Some hint of what might come if the opposition wins came this past week, when Caracas residents were treated to a display of the government’s power in the form of a long convoy of National Guard vehicles, which wound through the city’s main arteries before heading out on the sole highway to the west. All of the vehicles were newly imported from China, with the trucks carrying freshly painted “Internal Order” signs. Among them were at least 40 anti-riot vehicles, including those equipped with water cannons.

The message was not lost on those watching. “They don’t have dollars to import food or medicine, but they have the lettuce [slang for dollars] to buy equipment to suppress us,” said David López, a 62-year-old taxi driver in the central city of Maracay who witnessed the parade. “They will do anything to maintain power.”

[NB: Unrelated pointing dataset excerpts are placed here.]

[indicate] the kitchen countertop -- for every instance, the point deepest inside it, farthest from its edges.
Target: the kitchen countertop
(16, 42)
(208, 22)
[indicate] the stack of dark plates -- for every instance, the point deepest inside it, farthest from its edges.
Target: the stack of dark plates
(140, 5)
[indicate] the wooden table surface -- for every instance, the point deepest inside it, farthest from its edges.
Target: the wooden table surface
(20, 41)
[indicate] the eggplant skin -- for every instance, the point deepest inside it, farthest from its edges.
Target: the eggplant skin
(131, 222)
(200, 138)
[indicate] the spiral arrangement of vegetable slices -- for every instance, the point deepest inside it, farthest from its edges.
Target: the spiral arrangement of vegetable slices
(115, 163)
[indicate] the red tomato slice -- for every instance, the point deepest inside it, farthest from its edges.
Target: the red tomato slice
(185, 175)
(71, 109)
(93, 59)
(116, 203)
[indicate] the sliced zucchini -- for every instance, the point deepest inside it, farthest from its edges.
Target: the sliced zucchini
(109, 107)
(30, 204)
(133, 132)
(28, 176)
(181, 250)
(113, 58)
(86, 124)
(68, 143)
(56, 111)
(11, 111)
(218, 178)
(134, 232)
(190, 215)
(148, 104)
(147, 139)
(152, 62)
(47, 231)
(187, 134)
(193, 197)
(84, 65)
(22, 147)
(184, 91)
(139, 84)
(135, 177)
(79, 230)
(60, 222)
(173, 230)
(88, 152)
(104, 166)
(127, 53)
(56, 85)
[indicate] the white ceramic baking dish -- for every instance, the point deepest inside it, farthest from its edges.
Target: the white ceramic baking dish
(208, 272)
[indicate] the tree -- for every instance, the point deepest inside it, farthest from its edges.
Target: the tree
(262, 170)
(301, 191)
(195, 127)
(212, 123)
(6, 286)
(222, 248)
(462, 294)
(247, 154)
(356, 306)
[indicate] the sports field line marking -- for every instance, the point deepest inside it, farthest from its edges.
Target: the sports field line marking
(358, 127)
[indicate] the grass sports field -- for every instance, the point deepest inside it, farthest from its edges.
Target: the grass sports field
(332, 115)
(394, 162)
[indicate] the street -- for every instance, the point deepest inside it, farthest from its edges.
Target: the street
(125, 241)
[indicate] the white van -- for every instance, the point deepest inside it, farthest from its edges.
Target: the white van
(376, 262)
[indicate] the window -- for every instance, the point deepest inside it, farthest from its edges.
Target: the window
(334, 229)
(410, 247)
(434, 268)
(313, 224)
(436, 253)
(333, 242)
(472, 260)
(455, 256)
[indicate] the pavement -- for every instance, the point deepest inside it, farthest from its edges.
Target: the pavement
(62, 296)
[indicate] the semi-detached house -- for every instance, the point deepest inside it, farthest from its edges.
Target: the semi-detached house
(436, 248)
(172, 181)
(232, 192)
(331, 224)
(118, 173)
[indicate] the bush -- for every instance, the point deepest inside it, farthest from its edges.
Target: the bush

The threat is not an abstract one: On Nov. 26, a prominent opposition leader, Luis Manuel Díaz, was assassinated while addressing a crowd in the central agrarian state of Guárico. The government subsequently claimed that he had been caught in a gun battle between two rival criminal groups, but PSUV activists subsequently suggested on talk radio that the MUD might have paid to have him killed to gain sympathy votes. And there are fears that supporters of either side could take to the streets if their party loses, especially following last year’s violent protests that claimed more than 40 lives.

Salanova scoffs at such claims. Eschewing security personnel, she has walked through many Chavista neighborhoods, talking to voters and trying to win their support. “I’m not afraid, and I don’t need bodyguards,” she said. “I want to spread my message that we can resolve our problems by working together. And I really think I can win even though it’s not a fair fight.”